Directed by award-winning film-maker, Nick Read, and produced by BAFTA-winning team, True Vision (Dispatches: China's Stolen Children, Chosen), Dispatches follows four teenagers over six months who are struggling to fend for themselves on the streets. Both at risk and a risk to society, for all of them drugs become a way of life, a means of dealing with the stresses and challenges of life away from family and home comforts.  All talk candidly and eloquently about why they take flight: family breakdowns; addiction; violence; neglect and abuse. The unspoken truth behind their stories points to both inadequate parenting and severe lack of consistent and effective care once they have left home, which becomes their reality.

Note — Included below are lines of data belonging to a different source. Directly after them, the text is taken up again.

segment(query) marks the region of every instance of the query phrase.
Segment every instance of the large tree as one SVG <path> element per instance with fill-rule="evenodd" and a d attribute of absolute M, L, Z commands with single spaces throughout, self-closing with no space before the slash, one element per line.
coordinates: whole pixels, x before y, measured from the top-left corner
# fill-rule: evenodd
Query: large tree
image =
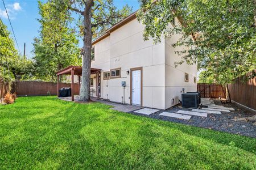
<path fill-rule="evenodd" d="M 69 65 L 80 65 L 78 35 L 72 27 L 73 19 L 67 5 L 58 1 L 38 2 L 40 35 L 35 38 L 36 77 L 56 80 L 56 72 Z"/>
<path fill-rule="evenodd" d="M 187 48 L 176 52 L 181 56 L 177 66 L 197 62 L 202 76 L 222 84 L 256 67 L 255 0 L 154 1 L 141 1 L 144 39 L 181 34 L 173 46 Z M 180 24 L 172 28 L 174 17 Z"/>
<path fill-rule="evenodd" d="M 60 3 L 63 1 L 59 0 Z M 69 9 L 82 16 L 81 33 L 84 46 L 82 81 L 80 91 L 80 101 L 90 100 L 90 78 L 91 50 L 93 37 L 102 33 L 106 29 L 126 17 L 131 11 L 127 6 L 117 10 L 113 0 L 66 0 Z"/>

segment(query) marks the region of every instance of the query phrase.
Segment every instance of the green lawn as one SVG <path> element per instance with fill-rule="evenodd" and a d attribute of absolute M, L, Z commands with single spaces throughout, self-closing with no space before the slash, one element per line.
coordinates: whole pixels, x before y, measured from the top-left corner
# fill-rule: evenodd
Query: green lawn
<path fill-rule="evenodd" d="M 256 139 L 55 96 L 0 105 L 0 169 L 256 169 Z"/>

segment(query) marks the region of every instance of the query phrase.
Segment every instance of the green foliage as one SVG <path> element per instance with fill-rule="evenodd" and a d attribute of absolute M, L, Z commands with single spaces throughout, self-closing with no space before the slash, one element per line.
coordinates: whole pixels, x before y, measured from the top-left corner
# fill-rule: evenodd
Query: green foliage
<path fill-rule="evenodd" d="M 18 97 L 0 110 L 1 169 L 256 167 L 255 138 L 119 112 L 98 103 Z"/>
<path fill-rule="evenodd" d="M 246 0 L 141 1 L 139 21 L 146 25 L 145 40 L 179 33 L 174 47 L 180 65 L 198 63 L 217 83 L 226 84 L 256 68 L 256 2 Z M 170 26 L 174 17 L 179 24 Z"/>
<path fill-rule="evenodd" d="M 71 14 L 64 3 L 39 1 L 40 35 L 35 38 L 34 53 L 36 78 L 56 80 L 56 72 L 69 65 L 81 65 L 77 35 L 71 26 Z"/>
<path fill-rule="evenodd" d="M 25 77 L 31 71 L 33 63 L 19 56 L 6 26 L 0 20 L 0 79 L 11 82 Z"/>

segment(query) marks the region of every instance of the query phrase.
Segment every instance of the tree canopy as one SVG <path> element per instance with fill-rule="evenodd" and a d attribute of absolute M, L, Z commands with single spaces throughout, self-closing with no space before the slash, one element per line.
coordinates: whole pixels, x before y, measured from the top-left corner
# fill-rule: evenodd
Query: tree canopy
<path fill-rule="evenodd" d="M 179 33 L 174 47 L 183 62 L 197 63 L 202 74 L 226 84 L 256 67 L 256 2 L 247 0 L 141 0 L 138 14 L 145 24 L 144 38 Z M 179 24 L 170 27 L 176 17 Z"/>

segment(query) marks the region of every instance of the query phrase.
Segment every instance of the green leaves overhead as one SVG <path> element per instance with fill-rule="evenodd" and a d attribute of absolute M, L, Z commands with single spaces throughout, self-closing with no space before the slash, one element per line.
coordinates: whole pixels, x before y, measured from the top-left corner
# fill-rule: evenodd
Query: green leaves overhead
<path fill-rule="evenodd" d="M 141 1 L 138 14 L 145 24 L 145 40 L 176 33 L 181 37 L 174 47 L 185 46 L 176 53 L 176 64 L 197 63 L 212 80 L 226 84 L 256 68 L 255 1 Z M 179 20 L 170 26 L 173 17 Z"/>
<path fill-rule="evenodd" d="M 30 73 L 31 60 L 20 56 L 14 48 L 7 27 L 0 20 L 0 80 L 11 82 L 20 79 Z"/>

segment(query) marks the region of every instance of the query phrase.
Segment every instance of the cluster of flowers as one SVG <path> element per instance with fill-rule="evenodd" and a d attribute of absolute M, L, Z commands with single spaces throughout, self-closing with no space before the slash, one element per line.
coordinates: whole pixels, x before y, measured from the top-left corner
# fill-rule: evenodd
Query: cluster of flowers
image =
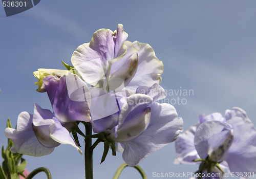
<path fill-rule="evenodd" d="M 127 37 L 121 24 L 114 32 L 100 29 L 74 52 L 69 70 L 35 72 L 53 113 L 35 104 L 33 115 L 20 113 L 16 129 L 5 130 L 11 151 L 42 156 L 65 144 L 82 153 L 70 135 L 77 122 L 90 123 L 130 166 L 175 141 L 183 120 L 174 106 L 156 102 L 166 96 L 159 85 L 163 63 L 148 44 Z"/>

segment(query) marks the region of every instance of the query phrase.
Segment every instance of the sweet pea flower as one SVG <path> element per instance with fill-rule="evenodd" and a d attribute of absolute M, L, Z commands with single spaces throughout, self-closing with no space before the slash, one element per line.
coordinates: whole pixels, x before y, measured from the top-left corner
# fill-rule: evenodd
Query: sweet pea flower
<path fill-rule="evenodd" d="M 224 117 L 219 113 L 200 116 L 199 122 L 180 135 L 175 144 L 175 163 L 201 162 L 198 171 L 256 171 L 256 130 L 240 108 L 226 110 Z"/>
<path fill-rule="evenodd" d="M 54 113 L 35 104 L 34 115 L 22 113 L 17 129 L 7 128 L 5 134 L 14 143 L 13 153 L 32 156 L 51 153 L 60 144 L 71 144 L 81 153 L 70 133 L 74 122 L 89 122 L 91 101 L 87 85 L 76 75 L 67 72 L 57 77 L 47 75 L 42 79 Z"/>
<path fill-rule="evenodd" d="M 174 106 L 156 101 L 166 96 L 164 90 L 155 83 L 140 86 L 135 94 L 119 100 L 120 110 L 104 119 L 93 121 L 93 129 L 103 131 L 106 140 L 115 143 L 117 151 L 123 152 L 128 166 L 137 165 L 143 159 L 174 142 L 183 130 L 183 120 Z M 93 105 L 92 102 L 92 105 Z"/>
<path fill-rule="evenodd" d="M 134 91 L 140 86 L 160 84 L 163 65 L 152 48 L 126 41 L 127 37 L 121 24 L 114 32 L 100 29 L 89 43 L 78 47 L 72 63 L 87 82 L 105 91 L 124 86 Z"/>
<path fill-rule="evenodd" d="M 36 91 L 38 92 L 44 93 L 46 92 L 43 79 L 48 75 L 53 75 L 57 77 L 60 77 L 68 73 L 67 70 L 57 69 L 39 69 L 38 71 L 34 72 L 33 74 L 35 77 L 38 79 L 38 81 L 35 82 L 35 84 L 38 85 L 38 88 Z"/>
<path fill-rule="evenodd" d="M 60 120 L 90 121 L 90 91 L 77 75 L 70 72 L 60 77 L 48 75 L 43 81 L 54 114 Z"/>
<path fill-rule="evenodd" d="M 10 150 L 32 156 L 42 156 L 52 152 L 60 144 L 70 144 L 82 152 L 70 135 L 72 123 L 59 120 L 48 109 L 35 104 L 34 115 L 24 111 L 19 114 L 17 129 L 7 128 L 6 137 L 13 142 Z"/>

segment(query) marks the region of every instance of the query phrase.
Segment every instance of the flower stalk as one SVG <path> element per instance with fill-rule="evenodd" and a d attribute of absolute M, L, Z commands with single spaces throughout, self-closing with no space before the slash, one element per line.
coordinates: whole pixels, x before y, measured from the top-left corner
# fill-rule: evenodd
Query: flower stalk
<path fill-rule="evenodd" d="M 86 137 L 92 135 L 92 124 L 90 123 L 84 123 L 86 126 Z M 84 164 L 86 178 L 93 179 L 93 149 L 92 148 L 92 138 L 84 138 Z"/>

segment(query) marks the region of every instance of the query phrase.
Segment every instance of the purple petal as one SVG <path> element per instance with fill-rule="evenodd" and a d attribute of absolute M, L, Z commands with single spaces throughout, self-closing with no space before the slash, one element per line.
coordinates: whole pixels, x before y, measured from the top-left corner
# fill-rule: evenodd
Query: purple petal
<path fill-rule="evenodd" d="M 114 58 L 116 58 L 119 50 L 123 43 L 128 38 L 128 34 L 123 31 L 123 25 L 119 24 L 117 25 L 117 29 L 114 32 L 113 40 L 115 42 L 115 51 Z"/>
<path fill-rule="evenodd" d="M 147 95 L 153 99 L 153 102 L 166 97 L 164 88 L 157 83 L 155 83 L 151 87 L 141 86 L 136 89 L 136 93 Z"/>
<path fill-rule="evenodd" d="M 119 29 L 120 32 L 120 27 Z M 122 35 L 118 35 L 120 36 L 122 38 Z M 100 29 L 93 34 L 90 43 L 80 46 L 74 52 L 72 63 L 89 84 L 95 85 L 98 81 L 105 78 L 108 63 L 114 58 L 114 38 L 118 44 L 122 41 L 114 37 L 111 30 Z"/>
<path fill-rule="evenodd" d="M 14 146 L 11 148 L 13 153 L 39 156 L 48 155 L 53 151 L 54 148 L 42 146 L 37 140 L 32 128 L 33 115 L 22 112 L 18 117 L 17 130 L 7 128 L 6 136 L 11 139 Z"/>
<path fill-rule="evenodd" d="M 225 121 L 225 119 L 222 117 L 221 114 L 219 113 L 212 113 L 207 116 L 201 115 L 199 115 L 199 121 L 200 122 L 200 124 L 202 124 L 203 122 L 207 121 L 216 120 L 222 122 L 224 122 Z"/>
<path fill-rule="evenodd" d="M 139 136 L 150 124 L 151 108 L 148 107 L 129 120 L 125 120 L 117 130 L 111 133 L 109 137 L 117 142 L 123 143 Z"/>
<path fill-rule="evenodd" d="M 33 116 L 33 130 L 40 143 L 46 147 L 54 148 L 60 144 L 53 140 L 50 136 L 49 127 L 55 121 L 54 115 L 49 110 L 42 109 L 36 103 Z"/>
<path fill-rule="evenodd" d="M 110 66 L 111 66 L 110 65 Z M 138 67 L 138 54 L 134 54 L 126 60 L 125 63 L 111 74 L 104 81 L 104 88 L 120 90 L 127 86 L 136 73 Z"/>
<path fill-rule="evenodd" d="M 250 121 L 248 118 L 246 113 L 239 107 L 234 107 L 232 108 L 232 110 L 226 110 L 225 111 L 225 118 L 226 121 L 234 117 L 240 117 L 244 120 L 247 120 Z"/>
<path fill-rule="evenodd" d="M 119 93 L 105 93 L 101 89 L 90 89 L 92 96 L 92 103 L 90 110 L 93 121 L 108 117 L 119 111 L 122 106 L 120 99 L 116 96 Z"/>
<path fill-rule="evenodd" d="M 118 120 L 121 125 L 124 120 L 129 120 L 139 114 L 152 103 L 153 99 L 143 94 L 134 94 L 126 98 L 124 103 Z"/>
<path fill-rule="evenodd" d="M 231 172 L 256 172 L 256 130 L 251 122 L 235 117 L 227 121 L 233 127 L 233 143 L 223 160 Z"/>
<path fill-rule="evenodd" d="M 54 118 L 53 118 L 54 123 L 51 125 L 49 128 L 51 138 L 60 144 L 71 145 L 82 154 L 81 149 L 70 136 L 70 132 L 61 125 L 57 119 Z"/>

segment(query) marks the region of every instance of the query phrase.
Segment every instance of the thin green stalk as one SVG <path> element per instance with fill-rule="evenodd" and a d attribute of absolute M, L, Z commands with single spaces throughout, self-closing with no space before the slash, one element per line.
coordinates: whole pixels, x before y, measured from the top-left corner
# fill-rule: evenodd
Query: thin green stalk
<path fill-rule="evenodd" d="M 87 123 L 86 126 L 86 136 L 92 135 L 92 124 Z M 93 149 L 92 148 L 92 138 L 85 138 L 84 142 L 84 163 L 86 179 L 93 179 Z"/>
<path fill-rule="evenodd" d="M 122 171 L 123 171 L 124 168 L 127 166 L 128 165 L 127 165 L 127 164 L 125 163 L 119 166 L 119 167 L 117 169 L 117 170 L 116 170 L 116 173 L 115 173 L 115 175 L 114 175 L 113 179 L 118 179 Z M 147 178 L 146 174 L 139 166 L 136 165 L 136 166 L 134 167 L 134 168 L 136 168 L 139 171 L 139 172 L 140 172 L 140 175 L 142 177 L 143 179 Z"/>

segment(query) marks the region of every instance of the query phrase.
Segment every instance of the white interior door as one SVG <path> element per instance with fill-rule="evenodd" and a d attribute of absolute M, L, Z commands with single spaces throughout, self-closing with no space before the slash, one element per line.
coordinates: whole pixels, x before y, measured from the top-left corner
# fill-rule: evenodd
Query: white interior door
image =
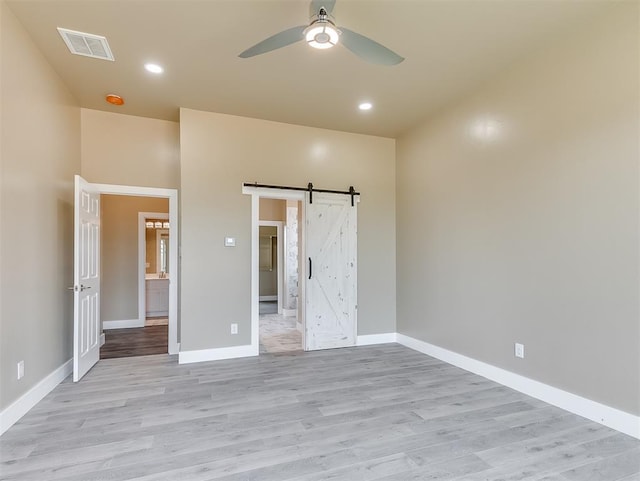
<path fill-rule="evenodd" d="M 100 193 L 75 176 L 73 380 L 100 359 Z"/>
<path fill-rule="evenodd" d="M 307 201 L 305 350 L 355 346 L 357 314 L 357 203 L 314 192 Z"/>

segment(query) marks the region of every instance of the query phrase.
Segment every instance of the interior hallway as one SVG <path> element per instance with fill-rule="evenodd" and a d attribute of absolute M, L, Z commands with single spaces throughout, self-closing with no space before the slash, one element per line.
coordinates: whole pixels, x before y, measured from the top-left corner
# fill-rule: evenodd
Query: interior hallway
<path fill-rule="evenodd" d="M 302 333 L 295 317 L 278 314 L 275 301 L 260 302 L 260 353 L 292 352 L 302 350 Z"/>

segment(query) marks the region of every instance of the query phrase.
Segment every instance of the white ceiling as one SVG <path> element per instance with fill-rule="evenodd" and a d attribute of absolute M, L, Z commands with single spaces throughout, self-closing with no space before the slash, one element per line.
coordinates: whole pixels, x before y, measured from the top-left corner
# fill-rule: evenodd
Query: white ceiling
<path fill-rule="evenodd" d="M 338 0 L 338 27 L 406 60 L 341 46 L 238 54 L 308 21 L 306 0 L 7 0 L 82 107 L 178 120 L 179 107 L 396 137 L 520 56 L 605 9 L 580 0 Z M 72 55 L 56 27 L 104 35 L 115 62 Z M 143 64 L 164 66 L 154 76 Z M 117 93 L 126 104 L 104 97 Z M 374 109 L 357 110 L 362 100 Z"/>

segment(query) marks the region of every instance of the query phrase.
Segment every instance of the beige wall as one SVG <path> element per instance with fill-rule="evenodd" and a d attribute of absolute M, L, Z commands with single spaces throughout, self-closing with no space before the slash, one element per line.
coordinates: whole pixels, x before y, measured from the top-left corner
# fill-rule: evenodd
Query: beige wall
<path fill-rule="evenodd" d="M 180 186 L 177 122 L 81 109 L 82 176 L 89 182 Z"/>
<path fill-rule="evenodd" d="M 638 415 L 638 4 L 614 9 L 398 139 L 398 331 Z"/>
<path fill-rule="evenodd" d="M 72 357 L 80 109 L 0 1 L 0 409 Z M 25 376 L 16 379 L 24 361 Z"/>
<path fill-rule="evenodd" d="M 180 132 L 182 350 L 251 341 L 251 198 L 242 183 L 253 181 L 362 192 L 358 333 L 395 331 L 394 140 L 189 109 Z M 225 236 L 237 246 L 224 247 Z"/>
<path fill-rule="evenodd" d="M 270 199 L 261 199 L 260 204 L 262 205 L 263 200 Z M 280 201 L 284 202 L 284 201 Z M 286 202 L 285 202 L 286 205 Z M 260 296 L 276 296 L 278 295 L 278 228 L 271 226 L 260 226 L 260 237 L 266 236 L 271 237 L 271 270 L 259 270 L 260 279 L 258 280 L 259 287 L 259 295 Z M 275 238 L 274 238 L 275 237 Z M 258 250 L 259 265 L 263 265 L 263 256 L 264 252 L 262 249 Z"/>
<path fill-rule="evenodd" d="M 287 201 L 281 199 L 260 199 L 260 220 L 287 220 Z"/>
<path fill-rule="evenodd" d="M 100 316 L 102 321 L 138 319 L 138 212 L 169 212 L 169 200 L 102 195 Z"/>

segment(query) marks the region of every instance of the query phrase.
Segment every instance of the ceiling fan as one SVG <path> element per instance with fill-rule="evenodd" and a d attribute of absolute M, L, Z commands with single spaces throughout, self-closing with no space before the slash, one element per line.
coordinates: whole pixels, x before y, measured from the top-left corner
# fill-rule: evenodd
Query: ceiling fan
<path fill-rule="evenodd" d="M 396 65 L 404 60 L 397 53 L 364 35 L 344 27 L 338 30 L 331 15 L 335 3 L 335 0 L 312 0 L 309 7 L 311 18 L 309 25 L 301 25 L 276 33 L 248 48 L 238 57 L 255 57 L 305 40 L 310 46 L 319 49 L 331 48 L 341 43 L 361 59 L 378 65 Z"/>

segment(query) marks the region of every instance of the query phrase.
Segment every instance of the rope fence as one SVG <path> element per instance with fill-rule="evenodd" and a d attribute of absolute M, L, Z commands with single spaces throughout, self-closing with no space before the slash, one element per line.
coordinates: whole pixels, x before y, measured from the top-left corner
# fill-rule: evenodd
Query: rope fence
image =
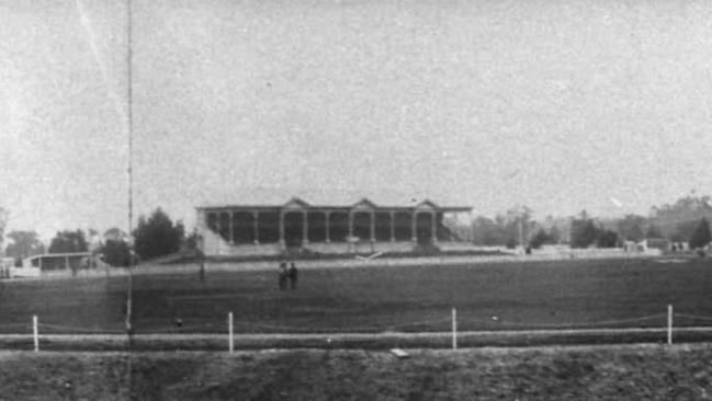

In Edinburgh, 16 year old Robyn is a street veteran. She left home aged 12 and soon after she was injected with heroin for the first time. Now she wrestles with her addiction and demons, so that “someone will hear my voice”.

For 16 year old Chelsey, “every day is a battle”, mainly with South London’s housing officers, to find secure accommodation. Having been kicked out of several hostels, she is running out of options.

Seventeen year old Sophie refuses to deal with the ‘system’ at all, preferring to sofa surf in Bristol’s squats in a state of drug-fuelled flux.

Haydon is 17, but barely equipped to face the world on his own. Recently evicted by his mother, he is soon desperate to leave the B&B where he is placed: “I don’t want my independence yet, I’m too young.”

Dispatches: Britain’s Street Kids explores the hidden world of runaway and evicted teenagers, giving them a voice for the first time, and celebrating their extraordinary ability to fend for themselves.